I don’t believe him. I don’t. All of my feelings about this marriage are predicated on the idea that Salvatore stole me for himself, because he coveted his best friend’s daughter. That the Bratva threat is overblown, even a flat-out lie, to cover for what he’s done. That without his interference, the marriage treaty would have gone off without a hitch, and I would currently be a blissful bride, loved up in Pyotr’s penthouse as we discovered all the secrets of wedded happiness together.

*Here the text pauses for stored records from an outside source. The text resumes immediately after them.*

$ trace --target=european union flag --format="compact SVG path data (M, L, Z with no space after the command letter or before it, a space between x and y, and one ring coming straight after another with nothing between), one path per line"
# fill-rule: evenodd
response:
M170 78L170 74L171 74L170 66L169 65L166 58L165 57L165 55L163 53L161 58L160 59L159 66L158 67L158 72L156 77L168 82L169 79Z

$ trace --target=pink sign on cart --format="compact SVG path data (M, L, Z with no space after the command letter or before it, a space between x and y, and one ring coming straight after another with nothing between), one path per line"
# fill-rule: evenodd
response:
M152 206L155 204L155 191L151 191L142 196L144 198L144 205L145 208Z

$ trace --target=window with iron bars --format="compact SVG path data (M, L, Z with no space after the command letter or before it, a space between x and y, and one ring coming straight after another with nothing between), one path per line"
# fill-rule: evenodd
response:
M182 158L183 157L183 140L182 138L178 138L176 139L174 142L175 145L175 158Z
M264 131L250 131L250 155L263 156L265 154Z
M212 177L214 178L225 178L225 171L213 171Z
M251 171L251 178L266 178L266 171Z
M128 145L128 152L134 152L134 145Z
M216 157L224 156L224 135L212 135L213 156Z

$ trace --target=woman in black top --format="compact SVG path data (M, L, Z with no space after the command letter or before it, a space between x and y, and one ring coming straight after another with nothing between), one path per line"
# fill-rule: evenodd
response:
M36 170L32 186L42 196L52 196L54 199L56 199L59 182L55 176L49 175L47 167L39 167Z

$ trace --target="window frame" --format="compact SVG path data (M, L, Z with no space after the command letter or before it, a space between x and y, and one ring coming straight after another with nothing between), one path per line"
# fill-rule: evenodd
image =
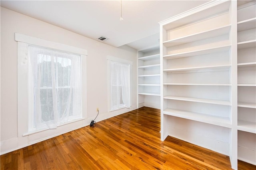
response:
M107 55L106 57L106 59L108 62L108 110L110 112L114 112L116 111L118 111L122 109L126 108L126 106L124 104L123 104L123 106L119 108L119 109L118 110L111 110L111 70L110 70L110 64L111 64L111 61L114 61L117 63L121 63L122 64L125 64L130 65L130 107L132 107L132 61L127 60L125 59L123 59L120 58L118 58L114 57L113 57L110 55Z
M42 47L53 50L62 51L64 52L74 53L81 55L81 83L82 86L82 118L69 121L66 123L59 126L69 124L74 122L85 119L87 117L86 105L86 50L70 46L67 45L46 40L45 40L30 37L20 34L15 34L15 40L17 42L18 49L18 136L26 136L30 134L46 130L49 128L28 131L29 112L33 111L33 107L31 107L33 101L31 94L29 94L28 89L32 88L31 83L28 82L28 78L29 69L28 62L28 45ZM84 68L85 67L85 68ZM83 73L82 76L82 73ZM84 73L85 73L85 75ZM86 82L86 81L85 81ZM84 83L83 83L84 82ZM85 96L84 96L85 95Z
M34 45L31 45L30 44L28 44L28 49L29 49L29 47L38 47L40 49L41 49L40 50L42 50L42 49L45 49L45 51L43 51L43 52L40 51L40 52L37 52L35 54L36 55L37 55L38 54L43 54L43 55L52 55L52 53L50 53L49 52L49 51L48 51L47 50L48 50L48 49L50 49L53 51L60 51L61 52L63 52L63 53L69 53L70 54L74 54L74 53L71 53L70 52L66 52L66 51L60 51L60 50L57 50L57 49L49 49L48 48L46 48L44 47L41 47L41 46L36 46ZM43 49L42 49L43 50ZM28 52L28 53L29 53ZM82 75L82 60L81 60L81 55L78 55L77 54L75 54L76 55L79 55L79 60L80 60L80 75ZM65 54L64 54L65 55ZM30 61L30 60L31 59L31 58L30 59L29 57L29 57L28 56L28 61ZM62 55L60 54L59 54L59 53L57 54L57 55L54 55L54 57L61 57L61 58L66 58L66 59L71 59L72 60L73 59L73 57L71 57L71 56L63 56L63 55ZM32 57L38 57L38 56L32 56ZM31 68L31 65L30 65L30 64L28 64L28 69L30 70ZM30 80L31 80L31 82L30 82L29 83L29 84L30 85L34 85L34 71L30 71L29 72L30 73L31 73L31 74L30 74L29 73L29 74L28 74L28 81L29 81ZM82 77L80 77L81 80L80 80L80 82L81 82L81 90L82 90ZM33 86L34 87L34 86ZM55 87L55 88L56 88L56 89L64 89L64 88L69 88L70 87L70 86L57 86L56 87ZM34 88L33 88L33 89L29 89L28 90L28 93L29 94L29 97L31 97L31 101L33 101L33 102L31 102L31 103L29 103L29 107L34 107L34 105L35 105L35 100L34 100L34 93L35 93L35 91L34 90ZM44 86L44 87L40 87L40 89L52 89L52 87L50 87L50 86ZM74 95L74 94L73 93L72 95ZM33 106L29 106L30 105L33 105ZM81 103L81 104L82 104L82 103ZM80 119L82 118L82 105L81 105L81 111L82 111L82 113L81 115L80 115L80 116L81 116L81 117L79 117L78 118L78 115L74 115L72 116L70 116L69 118L70 119L70 121L69 121L68 122L67 122L66 123L68 123L68 122L69 122L70 121L72 121L72 120L78 120L79 119ZM34 127L35 125L35 117L36 116L36 115L35 114L35 111L34 110L34 109L33 110L33 111L32 112L30 112L30 111L28 112L28 132L30 132L31 131L34 131L35 130L36 130L36 127ZM32 110L31 110L32 111ZM79 117L80 117L79 116ZM65 123L60 123L60 124L59 122L58 122L57 123L58 124L58 125L57 125L57 127L58 126L60 126L63 124L65 124ZM48 128L48 126L46 125L41 125L42 127L43 127L43 128ZM40 130L40 129L38 129Z

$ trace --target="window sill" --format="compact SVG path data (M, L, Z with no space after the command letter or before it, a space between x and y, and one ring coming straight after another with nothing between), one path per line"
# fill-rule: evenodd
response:
M80 121L83 120L84 120L85 119L85 118L80 118L80 119L76 119L76 120L74 120L73 121L70 121L68 122L67 122L66 123L64 123L62 125L58 125L57 126L57 127L61 127L62 126L64 126L66 125L68 125L68 124L69 124L70 123L74 123L74 122L78 122L78 121ZM24 134L22 134L22 136L28 136L30 135L30 134L34 134L35 133L39 133L39 132L43 132L44 131L45 131L45 130L48 130L49 129L51 129L49 128L43 128L43 129L40 129L40 130L33 130L33 131L31 131L30 132L28 132L27 133L25 133Z

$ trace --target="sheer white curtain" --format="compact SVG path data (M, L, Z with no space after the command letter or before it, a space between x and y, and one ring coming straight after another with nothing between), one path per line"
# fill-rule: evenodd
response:
M110 111L130 107L130 65L110 61Z
M82 117L80 55L29 45L36 129Z

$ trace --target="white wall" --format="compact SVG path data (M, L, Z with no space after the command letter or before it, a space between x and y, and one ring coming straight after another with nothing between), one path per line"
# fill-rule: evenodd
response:
M17 43L14 41L14 33L40 38L87 49L87 103L83 104L83 111L87 119L81 123L76 123L62 129L52 131L50 134L42 132L23 137L19 136L17 117ZM58 134L89 124L96 115L99 121L119 114L136 109L137 51L127 46L116 48L87 38L34 18L1 7L1 153L18 148L56 136ZM106 56L132 61L132 105L130 109L108 112ZM86 84L87 83L87 85ZM84 102L85 101L84 101ZM87 105L86 105L87 104ZM86 106L87 105L87 109ZM42 137L43 136L43 137Z

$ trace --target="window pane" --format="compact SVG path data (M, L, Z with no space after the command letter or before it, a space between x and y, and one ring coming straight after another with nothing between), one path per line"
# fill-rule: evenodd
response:
M40 90L40 100L42 119L46 122L54 119L52 102L52 90L50 89Z
M34 122L30 123L54 128L56 123L82 117L80 56L37 47L29 49L34 71Z

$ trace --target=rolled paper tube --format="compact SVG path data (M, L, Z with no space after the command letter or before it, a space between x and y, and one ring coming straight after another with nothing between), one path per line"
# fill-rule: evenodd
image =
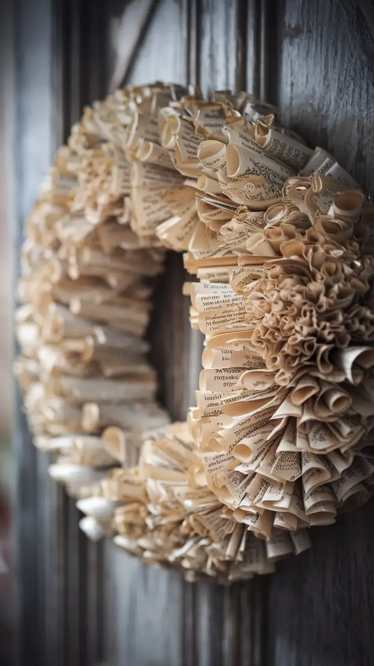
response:
M265 232L265 237L267 242L270 243L274 252L277 254L279 254L281 243L285 240L294 240L297 237L297 234L292 225L286 224L283 222L280 226L267 229Z
M352 220L333 220L329 215L319 215L314 222L317 233L331 238L337 242L351 238L353 233Z
M255 139L273 157L295 169L303 168L313 155L311 149L274 127L269 127L261 120L255 125Z
M200 163L212 172L223 169L226 165L226 144L213 139L203 141L197 155Z
M329 159L330 164L333 163L335 161L334 158L327 151L317 146L307 164L299 172L299 175L305 176L313 176L314 173L319 170L327 159Z
M107 451L123 466L131 467L139 461L141 440L131 432L125 432L115 426L105 428L103 439Z
M203 190L204 192L211 192L212 194L215 192L220 194L222 191L218 180L215 180L214 178L209 178L204 174L198 176L197 187L199 190Z
M254 532L259 539L270 540L273 526L273 512L264 511L261 515L251 514L244 519L243 522L248 525L248 529Z
M265 235L262 232L256 232L251 234L246 244L248 252L259 256L276 256L277 252L273 248Z
M139 142L136 157L141 162L149 162L165 168L174 168L169 151L151 141L143 140Z
M335 195L329 214L355 224L360 218L363 202L363 194L361 190L345 190Z

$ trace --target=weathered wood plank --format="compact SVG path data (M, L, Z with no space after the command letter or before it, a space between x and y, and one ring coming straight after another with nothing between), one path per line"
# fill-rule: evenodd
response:
M374 40L366 5L281 4L277 102L285 125L311 146L327 148L372 192ZM268 579L267 665L374 664L373 509L371 501L335 525L312 529L313 549L280 563Z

But either Salvatore is the best liar in the world—or he truly believes what he’s saying. I might be innocent and a little naive, sheltered by my father, but I’m not stupid. There’s no artifice in his face or in his voice. His expression is hard, cold, his voice sharp, his eyes full of anger at the thought of what could happen to me. And it’s the possibility that the latter is true—that he really believes I was threatened by the arrangement—that sends ice crackling through my veins.

What if it is true?

The thought is awful. It makes me set my fork down, swallowing hard as I dab my lips with my napkin and try to hide what I’m thinking from Salvatore. If what Salvatore is saying is true—if the Bratva would have hurt me, if they want to hurt me now, if all of this was a ploy—then it shifts my entire world on its axis. If that is all true, then Pyotr never loved me. All of our romantic afternoons together, the whispers and promises and fantasies, were lies. If it’s true, then my father was a fool for making the treaty, not a crafty diplomat. And if it’s true, then Salvatore really did save me from a terrible future, instead of stealing me away and ruining my life.

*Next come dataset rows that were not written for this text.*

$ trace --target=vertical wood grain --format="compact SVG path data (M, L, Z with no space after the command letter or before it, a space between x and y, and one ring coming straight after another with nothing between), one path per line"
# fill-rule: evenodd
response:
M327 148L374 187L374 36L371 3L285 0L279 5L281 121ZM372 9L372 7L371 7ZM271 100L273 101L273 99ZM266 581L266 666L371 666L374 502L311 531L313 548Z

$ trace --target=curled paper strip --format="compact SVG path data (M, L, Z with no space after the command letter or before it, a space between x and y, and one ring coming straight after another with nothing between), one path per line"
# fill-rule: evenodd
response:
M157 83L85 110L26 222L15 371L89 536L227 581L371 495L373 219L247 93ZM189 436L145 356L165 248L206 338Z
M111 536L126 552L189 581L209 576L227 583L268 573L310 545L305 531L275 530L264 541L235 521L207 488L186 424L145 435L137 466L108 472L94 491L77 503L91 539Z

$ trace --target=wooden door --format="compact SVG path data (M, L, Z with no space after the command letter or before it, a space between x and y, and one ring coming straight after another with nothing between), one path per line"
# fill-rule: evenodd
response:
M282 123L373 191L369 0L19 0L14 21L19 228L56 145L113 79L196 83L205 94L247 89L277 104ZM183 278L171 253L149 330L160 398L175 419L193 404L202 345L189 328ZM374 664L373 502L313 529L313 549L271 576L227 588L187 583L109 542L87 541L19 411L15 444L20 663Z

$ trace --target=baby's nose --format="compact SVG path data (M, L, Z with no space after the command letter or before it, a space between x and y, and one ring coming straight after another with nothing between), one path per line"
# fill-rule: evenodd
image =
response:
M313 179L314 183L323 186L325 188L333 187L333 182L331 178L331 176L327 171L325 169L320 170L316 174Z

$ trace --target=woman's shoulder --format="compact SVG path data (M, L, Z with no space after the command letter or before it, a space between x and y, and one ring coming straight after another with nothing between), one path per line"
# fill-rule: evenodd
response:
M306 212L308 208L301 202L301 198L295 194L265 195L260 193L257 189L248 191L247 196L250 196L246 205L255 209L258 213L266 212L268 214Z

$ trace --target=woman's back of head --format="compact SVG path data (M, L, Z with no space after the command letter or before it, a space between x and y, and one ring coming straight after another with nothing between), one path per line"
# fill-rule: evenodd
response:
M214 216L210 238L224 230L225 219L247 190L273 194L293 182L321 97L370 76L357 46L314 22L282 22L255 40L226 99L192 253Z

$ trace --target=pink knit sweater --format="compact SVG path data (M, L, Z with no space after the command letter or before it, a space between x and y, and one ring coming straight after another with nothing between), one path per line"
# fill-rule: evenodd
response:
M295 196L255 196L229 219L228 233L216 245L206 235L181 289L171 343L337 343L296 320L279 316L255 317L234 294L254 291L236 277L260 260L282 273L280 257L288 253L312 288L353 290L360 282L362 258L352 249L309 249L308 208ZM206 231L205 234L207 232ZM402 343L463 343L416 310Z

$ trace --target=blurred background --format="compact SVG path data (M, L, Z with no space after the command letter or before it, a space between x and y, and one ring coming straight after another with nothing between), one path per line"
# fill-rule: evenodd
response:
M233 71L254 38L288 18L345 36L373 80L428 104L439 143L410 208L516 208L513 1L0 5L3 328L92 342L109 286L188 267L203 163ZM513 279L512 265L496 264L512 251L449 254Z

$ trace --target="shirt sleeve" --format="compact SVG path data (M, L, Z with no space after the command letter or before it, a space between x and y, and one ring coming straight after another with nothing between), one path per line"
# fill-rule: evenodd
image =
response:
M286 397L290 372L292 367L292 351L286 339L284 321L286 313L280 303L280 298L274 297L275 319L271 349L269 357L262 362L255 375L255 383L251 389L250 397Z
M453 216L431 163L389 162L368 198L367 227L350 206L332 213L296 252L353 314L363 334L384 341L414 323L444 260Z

I’m not ready to face that. I can’t. Just the thought of everything shifting so dramatically makes me shudder, a panicked feeling flooding through me. I’m only just recovering from the grief of losing my father. I can’t deal with my world being rocked so thoroughly all over again.

I have to cling to what I’ve believed all along.

Across from me, Salvatore lets out a slow breath. “I want to shelter you from all of this unpleasantness, Gia,” he says finally. “I would like to make it so that you can simply be happy, without fearing the complications of the Bratva or dealing with the knowledge of our current negotiations.” He holds up a hand before I can say anything, his eyes narrowing. “Don’t say that you can’t be happy, on account of all of the nefarious ways I’ve ruined your life. I’ve heard that speech enough to have memorized it by now, Gia, so I think we can accept that I’ve heard you, and understand your position, even if I disagree with it.”

He pauses as the server brings the next course—a veal bolognese in an elegant white serving bowl—and spoons it onto a plate for each of us. A new vintage of wine is poured, and Salvatore waits until the server has walked away before he looks at me, reaching for his wine.